One or more battery, is positioned at this housing for power supply, and

On and off switch, manually to start and to close down the power supply to this microprocessor.

17. methods according to claim 16, wherein:

This therapeutic equipment also comprises glove, supports each in described micromotor with the respective finger of being close to patient;

This somatesthesia input circulation comprises at least the first circulation and the second circulation; And

Second vibration input circulation provide relative to the different control signal orders of described first circulation, the different control signal persistent period or both.
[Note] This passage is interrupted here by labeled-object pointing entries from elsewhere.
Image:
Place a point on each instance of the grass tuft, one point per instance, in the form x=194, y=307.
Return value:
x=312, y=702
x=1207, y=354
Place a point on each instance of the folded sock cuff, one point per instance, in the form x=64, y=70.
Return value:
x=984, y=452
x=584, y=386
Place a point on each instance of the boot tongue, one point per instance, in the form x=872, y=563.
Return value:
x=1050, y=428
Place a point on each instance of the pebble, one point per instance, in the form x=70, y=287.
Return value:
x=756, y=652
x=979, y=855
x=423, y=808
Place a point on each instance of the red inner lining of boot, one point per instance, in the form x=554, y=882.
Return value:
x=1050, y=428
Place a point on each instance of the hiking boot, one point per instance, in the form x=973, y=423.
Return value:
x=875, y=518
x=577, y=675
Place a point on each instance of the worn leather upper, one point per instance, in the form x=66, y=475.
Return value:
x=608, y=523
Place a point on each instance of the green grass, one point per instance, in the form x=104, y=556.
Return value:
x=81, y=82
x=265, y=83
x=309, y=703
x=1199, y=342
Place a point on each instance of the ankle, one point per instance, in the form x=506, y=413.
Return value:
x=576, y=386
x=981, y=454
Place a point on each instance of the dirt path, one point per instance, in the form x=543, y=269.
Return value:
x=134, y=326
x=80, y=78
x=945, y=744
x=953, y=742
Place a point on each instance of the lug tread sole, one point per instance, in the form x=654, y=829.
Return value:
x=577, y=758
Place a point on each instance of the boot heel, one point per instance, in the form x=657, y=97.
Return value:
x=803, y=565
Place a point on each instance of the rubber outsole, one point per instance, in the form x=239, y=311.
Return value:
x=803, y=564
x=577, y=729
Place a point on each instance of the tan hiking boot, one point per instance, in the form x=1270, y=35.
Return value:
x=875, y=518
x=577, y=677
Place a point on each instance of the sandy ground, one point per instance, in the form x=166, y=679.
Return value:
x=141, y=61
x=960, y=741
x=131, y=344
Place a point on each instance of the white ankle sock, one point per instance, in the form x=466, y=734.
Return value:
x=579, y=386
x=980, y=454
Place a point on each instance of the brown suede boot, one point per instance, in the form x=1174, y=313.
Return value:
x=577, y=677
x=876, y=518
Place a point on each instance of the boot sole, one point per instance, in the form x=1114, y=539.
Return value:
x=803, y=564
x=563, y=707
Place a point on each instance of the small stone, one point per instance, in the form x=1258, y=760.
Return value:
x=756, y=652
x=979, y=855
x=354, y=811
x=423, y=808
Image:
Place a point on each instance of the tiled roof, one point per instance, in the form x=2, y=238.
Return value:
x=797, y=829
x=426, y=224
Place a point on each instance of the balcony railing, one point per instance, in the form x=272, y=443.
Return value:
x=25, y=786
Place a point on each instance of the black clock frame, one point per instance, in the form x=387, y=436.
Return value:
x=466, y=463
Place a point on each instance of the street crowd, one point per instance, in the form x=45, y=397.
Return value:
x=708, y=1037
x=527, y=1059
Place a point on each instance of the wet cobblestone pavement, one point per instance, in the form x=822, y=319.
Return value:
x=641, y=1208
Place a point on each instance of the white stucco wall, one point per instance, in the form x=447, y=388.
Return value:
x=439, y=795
18. methods according to claim 16, wherein:

Described multiple micromotor comprises micromotor pair, makes first pair of micromotor be positioned on the opposite side of each finger of patient;

This equipment also comprises a pair micromotor, on this dorsal part micromotor being placed on respectively to the wrist of patient and veutro; And

Described somatesthesia input circulation comprises the vibration input circulation of finger and the wrist being sent to patient.

19. methods according to claim 18, wherein:

Described therapeutic equipment comprises lamp group further, and described lamp group corresponds to described micromotor pair, and a lamp when a control signal is sent out to vibrate a corresponding micromotor pair is lit; And override switch group, it has corresponding to the lamp in described lamp group and corresponds to the right switch of described micromotor, for optionally preventing the lamp from lighting in somatesthesia input cycle period; And

The method also to comprise along described switches set by least one override button arrangement in " leading to " position, makes when the micromotor vibration of correspondence the described light source igniting corresponding at least one override switch described; And

Visual feedback is received from the light source of correspondence in described first cycle period.

20. 1 kinds of Portable treatment equipment, for improving the Autonomous Control of the local paralysis muscle of the upper limb of patient, this Portable treatment equipment comprises:

Multiple micromotor, be configured to transmit vibratory sensation as vibration input to the finger of patient, the opposite side that wherein said micromotor is arranged to along each finger is placed in pairs;

Glove, be dimensioned to fit in patient on hand and the respective finger of contiguous patient supports in described micromotor each;

Light source, places along described glove, to transmit vision input when micromotor vibrates to patient;

Microprocessor, to be embedded in these glove and to be programmed to transmit control signal to activate described micromotor and light source for the time of specifying and order, thus forming somatesthesia input circulation;

Manual override switch, for optionally preventing described light source igniting in somatesthesia input cycle period;

SR, for starting a new somatesthesia input circulation in response to hand-reset.